I was so hopeful when evaluation day finally came, that I was trembling with anxious energy on the drive over. My stomach flip-flopped. My heart pounded. I didn’t want my son to have autism, but I wanted him to qualify for the label, the label that tends to command more understanding and respect.
The evaluation was quite interesting. We watched him complete the ADOS evaluation with the interviewer behind a two-way mirror. With every response from Ricochet my mind wondered, Does that answer point toward autism or away? I definitively heard high functioning autism; however, the evaluation team did not.
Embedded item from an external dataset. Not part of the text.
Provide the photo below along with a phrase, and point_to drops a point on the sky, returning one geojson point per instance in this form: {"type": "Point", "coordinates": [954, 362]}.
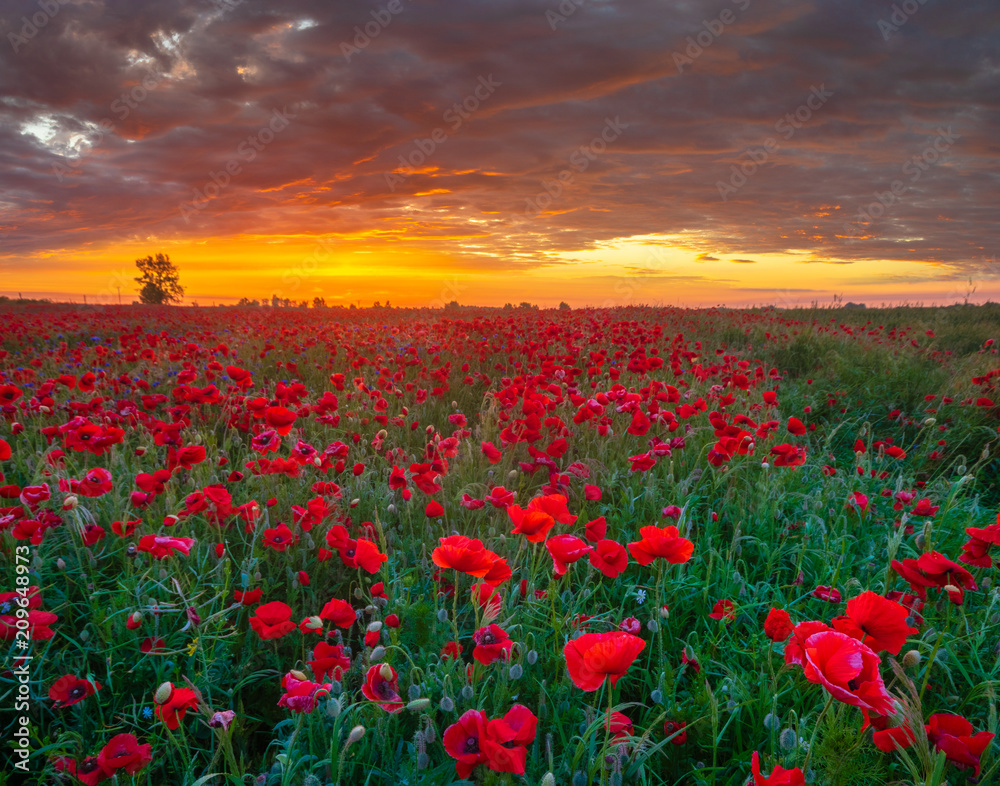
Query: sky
{"type": "Point", "coordinates": [597, 152]}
In the end, they said Ricochet is “better served by his current diagnoses.” They conceded he has some traits of autism, but felt he has more traits of ADHD, I guess. Rather than give the dual diagnosis that would have helped Ricochet, they wanted to stick with the one main diagnosis they felt was most fitting.
I was crushed. I felt my neck get splotchy and red, the first sign of emotional distress for me, as I sat on the edge of the sofa cushion in that nondescript consultation room. I took some deep breaths to hold back the tears I knew were inevitable. I want to help Ricochet in school so badly that I was really pulling for this additional disability. I wanted to hear them say, “Yes, he has autism,” and that hope was squelched.
By considering a possible autism diagnosis, I allowed myself to imagine a life where my son got more understanding and respect than ADHD gets. I was already envisioning sitting in IEP meetings and not having to explain all the nuances of ADHD over and over. In my mind I had already moved in – that makes the disappointment even greater.
Don’t get me wrong, though. My toes are dug deep in our ADHD community and I’m here to stay, high functioning autism or not. I simply hoped for a way to sidestep the judgment of ADHD.